My admission is Alexander Chandler, a 63-year-old man who is HIV positive and being admitted for shingles with severe pain. He’s currently sitting in the ER, screaming in pain.

Joy.

At least this time I have no problem finding the room. I grab his ER chart outside the door, then gown and glove before I walk into my patient’s room because he’s on isolation precautions. The lights are out, and I see a man lying under a thin layer of sheets. He’s taking slow, careful breaths and is covered in a thick sheen of perspiration.

He is also in fantastic condition for a 63 year old. I check the chart

—he’s 36. Apparently, I am not very good at reading upside-down.

Mr. Chandler’s appearance is a surprise to me. Aside from being much younger than I thought, he’s very clean-cut looking. His hair is clipped short, he doesn’t have any tattoos or piercings, and he seems well-groomed despite his illness. I feel odd saying this but he’s actually fairly attractive. Internally, I click off some of the reasons why he might have contracted HIV:

  1. Sex
  2. IV drugs
  3. Transfusion
  4. Needle stick

Mr. Chandler rolls his head in my direction and offers me the smallest hopeful smile. He says in a hoarse voice, “Are you my doctor?”

“Yes,” I confirm. “I’m ’Doctor’ McGill.” Damn it, I still can’t get rid of those scare quotes.

“Thank God,” he says.

I have to say, this is the first time I’ve announced to a patient that I was their doctor and did not get met with some sign of disapproval or horror. I’m flattered.

“How are you feeling, Mr. Chandler?” I ask him. “Alex,” he corrects me.

I nod. “Sorry. Alex. Can you tell me how you’re feeling?”

“Not so hot, Dr. McGill,” he says, taking a shaky breath. “This hurts. A lot. I mean, a lot.”

“Can I take a look?”

He nods his consent. I lift up his standard light blue hospital gown and I look for the lesions on the left side of his chest. Shingles, also known as herpes zoster, is a reactivation of the virus that causes chicken pox, and is not uncommon in patients who have impaired immune systems, such as people who are HIV-positive.

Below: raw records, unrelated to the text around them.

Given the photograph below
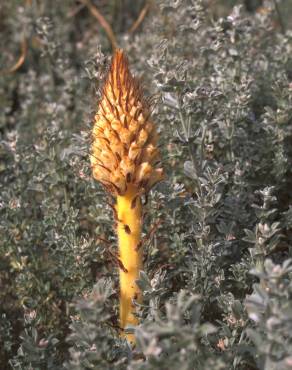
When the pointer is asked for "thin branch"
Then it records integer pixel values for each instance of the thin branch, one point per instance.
(141, 17)
(103, 22)
(20, 60)
(280, 18)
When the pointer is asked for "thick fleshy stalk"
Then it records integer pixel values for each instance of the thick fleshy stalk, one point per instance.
(129, 212)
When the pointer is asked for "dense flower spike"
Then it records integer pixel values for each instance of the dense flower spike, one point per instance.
(124, 158)
(124, 143)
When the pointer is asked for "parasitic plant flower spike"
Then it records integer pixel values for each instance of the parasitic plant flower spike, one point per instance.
(124, 157)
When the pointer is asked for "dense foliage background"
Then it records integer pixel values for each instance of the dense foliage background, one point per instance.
(217, 282)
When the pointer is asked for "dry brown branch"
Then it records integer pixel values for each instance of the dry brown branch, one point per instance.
(141, 17)
(75, 11)
(20, 60)
(103, 22)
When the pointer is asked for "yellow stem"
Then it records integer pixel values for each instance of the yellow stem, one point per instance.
(129, 212)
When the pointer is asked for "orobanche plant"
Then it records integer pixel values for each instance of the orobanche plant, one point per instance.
(124, 159)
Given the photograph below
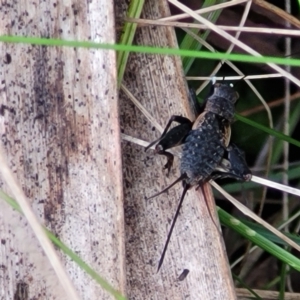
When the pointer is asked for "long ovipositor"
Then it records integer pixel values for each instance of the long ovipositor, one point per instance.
(207, 152)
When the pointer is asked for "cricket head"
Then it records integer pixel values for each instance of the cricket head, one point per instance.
(221, 101)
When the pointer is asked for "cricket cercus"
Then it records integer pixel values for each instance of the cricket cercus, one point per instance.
(207, 151)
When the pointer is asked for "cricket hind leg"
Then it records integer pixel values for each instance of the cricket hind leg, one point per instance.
(171, 138)
(182, 177)
(233, 165)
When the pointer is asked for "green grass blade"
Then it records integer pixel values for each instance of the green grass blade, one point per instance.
(251, 235)
(268, 130)
(293, 121)
(269, 235)
(151, 50)
(134, 11)
(190, 43)
(293, 173)
(102, 282)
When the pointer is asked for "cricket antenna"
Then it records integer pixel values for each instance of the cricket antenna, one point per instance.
(183, 176)
(185, 188)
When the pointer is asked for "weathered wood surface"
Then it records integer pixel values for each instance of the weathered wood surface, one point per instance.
(59, 125)
(157, 82)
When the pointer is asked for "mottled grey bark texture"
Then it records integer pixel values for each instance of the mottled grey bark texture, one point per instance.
(59, 124)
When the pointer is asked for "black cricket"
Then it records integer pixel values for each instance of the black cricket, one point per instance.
(207, 152)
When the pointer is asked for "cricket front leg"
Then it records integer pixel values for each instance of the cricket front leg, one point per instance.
(171, 138)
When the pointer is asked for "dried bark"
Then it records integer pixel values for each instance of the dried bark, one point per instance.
(60, 128)
(158, 83)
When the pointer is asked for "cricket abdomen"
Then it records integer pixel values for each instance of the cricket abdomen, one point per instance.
(203, 149)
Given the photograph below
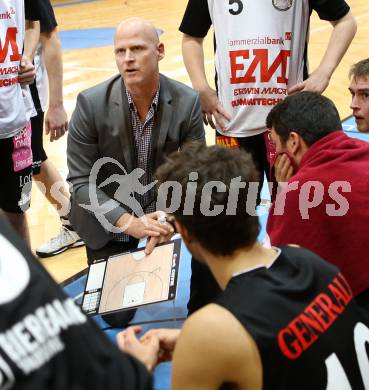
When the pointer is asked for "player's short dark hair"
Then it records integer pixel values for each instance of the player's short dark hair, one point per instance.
(360, 70)
(309, 114)
(221, 234)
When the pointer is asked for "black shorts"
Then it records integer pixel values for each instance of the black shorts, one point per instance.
(39, 154)
(16, 171)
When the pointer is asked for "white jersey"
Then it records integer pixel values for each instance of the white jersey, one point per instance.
(259, 54)
(15, 102)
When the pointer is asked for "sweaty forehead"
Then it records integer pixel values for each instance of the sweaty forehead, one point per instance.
(359, 83)
(136, 31)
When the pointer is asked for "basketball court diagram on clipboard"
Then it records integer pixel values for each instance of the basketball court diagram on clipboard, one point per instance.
(132, 279)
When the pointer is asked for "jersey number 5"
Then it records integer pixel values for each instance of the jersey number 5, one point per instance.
(237, 9)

I see the red blisters clumped together in a wedge-shaped pattern over the front and back of his chest. They are arranged in a “dermatomal” distribution, meaning they follow the path of a spinal sensory nerve. I gently graze the blisters with my fingertips and he gasps in pain.

“Sorry,” I say.

“It’s okay,” he says. I can almost hear him swallow and there are tears in his eyes. “It’s just… pretty tender. And the Tylenol isn’t really cutting it.”

I look down at Alex Chandler’s chart and now it’s my turn to gasp.

He’s right—all they’ve given him for pain is extra-strength Tylenol. “That’s completely unacceptable,” I say.

He gives me a crooked smile. “Well, you know how it is. They figure I’m HIV-positive so I must be a drug addict.”

“I’ll get you some morphine,” I promise him.

He nods. “Thank you, Dr. McGill. I really appreciate that.”

I have to say, I find that unacceptable. The guy has blisters all over his chest and is clearly in a lot of pain. I understand the concern about drug seekers in the ER, but Alex Chandler deserves something stronger than Tylenol. I’m determined to make sure he gets it.